Better Solutions for Healthcare

Modern Healthcare: High prices fuel Massachusetts healthcare spending growth

By Alex Kacik

March 25, 2021

While more care is shifting from inpatient to outpatient facilities across Massachusetts, that transition isn’t yielding the expected cost savings, new data show.

Massachusetts hospital outpatient spending grew by 7.3% per Medicare beneficiary from 2018 to 2019, which was twice the rate of the national average, according to data from the Massachusetts Health Policy Commission and the Massachusetts Center for Health Information and Analysis. More than 70% of the increase in hospital outpatient visits occurred among academic medical centers, which typically have the highest costs and prices.

Industry observers have hoped that healthcare costs would decrease as more procedures moved from hospitals to outpatient settings, which don’t have the same staffing and administrative requirements, equipment or hours as hospitals. But that isn’t the case in Massachusetts, said David Auerbach, senior director of research and cost trends at the Health Policy Commission.

“Care was shifting from lower cost inpatient hospitals to higher priced hospital outpatient departments and we weren’t saving any money,” he said during the HPC’s board meeting Thursday, adding that the percentage of care taking place at community hospitals and outpatient facilities continued to fall in 2019.
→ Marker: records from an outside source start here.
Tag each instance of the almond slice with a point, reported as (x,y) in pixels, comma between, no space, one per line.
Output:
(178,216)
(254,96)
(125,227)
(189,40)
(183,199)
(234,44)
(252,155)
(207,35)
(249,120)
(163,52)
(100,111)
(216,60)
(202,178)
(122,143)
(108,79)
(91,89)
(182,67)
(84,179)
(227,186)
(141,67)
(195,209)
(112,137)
Rising volumes only accounted for about 30% of the recent growth in healthcare spending in Massachusetts. About 70% was attributable to higher prices, Auerbach said.

That’s in part why the HPC should target excessive prices, said Michael Chernew, health policy professor at Harvard Medical School and the director of its Healthcare Markets and Regulation Lab. That can be done either by capping fee-for-services prices or price growth via performance improvement plans or more rigid legislative solutions, he said.

“Capping fee-for-service prices would basically cut off the very top of the mountain of high prices—the top 5% to 10% of the highest prices,” Chernew said.

Caps could be adjusted. Massachusetts, for instance, could allow faster price growth for some of the lowest price providers, he said.

Massachusetts Attorney General Maura Healey implemented a seven-year cap on price growth as a condition of the merger between Beth Israel Deaconess Medical Center and Lahey Health. But the political will is often absent, said Dr. Donald Berwick, a HPC commissioner and former administrator of CMS.